Pelo amor do amor.

Engraçado que eu estou a exatamente 1 hora em frente ao computador pensando como começar esse texto. Na maioria das vezes seria uma coisa fácil, às palavras tem mania de sair num piscar de olhos. Notei que dessa vez foi diferente, em tom de despedida, sabe? Bem, eu não sei. Por via das dúvidas coloquei uma música para tocar e amenizar o impacto. Eu venho a muito tempo pensando por que as vezes a gente encontra alguém bem na hora de um desencontro. Tipo, conhecer uma pessoa sensacional que está namorando ou se apaixonar por alguém que está indo para bem longe. Uns chamam de desencontros e eu apenas chamo de destino. Sim, ele existe. E está bem na minha frente.

Falando especificamente de você, te olhar nos olhos foi como encaixar todas as pecinhas do meu cubo mágico que eu venho tentando ajeitar há dias, meses e anos. Te olhar por alguns minutos sem que você percebesse foi como calcular minha vida toda ao teu lado, se você me permitisse. Foi como contar as estrelas sem perder a conta. Foi ter a certeza que meu lugar era ali, junto com você, por segundos, minutos, uma vida inteira.

Eu peço tanto que fique, fique sem medo, sem olhar para trás. Ou que você me diminua e arranje um espacinho onde possa me colocar na sua bagagem, memória, coração e assim me levar. É o nosso tempo (foi-se nosso tempo). É a nossa hora (foi-se nossa hora). Pelo amor do amor do amor, vai. Eu deixo você ir mesmo que nem queira ficar. Eu deixo você ir e junto levar a parte colorida do meu cubo mágico e tudo que eu imaginei pra nós. Só eu. Ninguém mais.
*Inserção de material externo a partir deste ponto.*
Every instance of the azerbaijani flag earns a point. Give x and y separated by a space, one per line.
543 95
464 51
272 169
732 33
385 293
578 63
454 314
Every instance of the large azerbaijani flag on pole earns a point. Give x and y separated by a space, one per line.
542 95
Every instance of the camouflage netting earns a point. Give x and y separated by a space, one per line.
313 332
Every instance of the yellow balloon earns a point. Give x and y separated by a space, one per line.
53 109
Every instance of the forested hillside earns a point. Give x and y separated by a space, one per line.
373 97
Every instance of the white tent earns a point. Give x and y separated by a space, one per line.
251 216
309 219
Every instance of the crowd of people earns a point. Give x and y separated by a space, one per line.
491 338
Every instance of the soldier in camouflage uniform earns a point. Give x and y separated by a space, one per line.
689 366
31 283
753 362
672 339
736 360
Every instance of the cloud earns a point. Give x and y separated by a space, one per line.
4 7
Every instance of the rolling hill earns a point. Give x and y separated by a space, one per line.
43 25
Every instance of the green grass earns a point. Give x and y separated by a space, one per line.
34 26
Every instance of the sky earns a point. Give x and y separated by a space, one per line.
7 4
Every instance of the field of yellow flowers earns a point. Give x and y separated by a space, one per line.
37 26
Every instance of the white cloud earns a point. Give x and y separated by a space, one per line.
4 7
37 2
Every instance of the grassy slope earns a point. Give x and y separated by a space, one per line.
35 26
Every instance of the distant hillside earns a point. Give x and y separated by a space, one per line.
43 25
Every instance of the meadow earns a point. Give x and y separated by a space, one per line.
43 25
Hora de deixar você ir, eu juro que vou deixar você ir, aqui do bairro, do estado, do meu abraço. Porque aqui dentro de mim, onde pulsa, onde bombeia e me desatina o meu tino, você fica, fica como ninguém ficou e como nunca deixei alguém ficar. Fica colado, grudado e ajeitado aqui para que ninguém venha e te derrube de um local que eu mesma te coloquei. Agora vá! Não olhe para trás, vá! Eu juro deixar você ir, sem mais, sem demora, sem vírgulas ou reticências. Juro deixar você ir. Daqui. De tudo. E, se um dia voltar (Meu deus, que esteja só) ou acompanhado, não me importa, não pense duas vezes em chegar nesse lar que se chama Eu, onde tem nome (o seu nome) e teu sobrenome.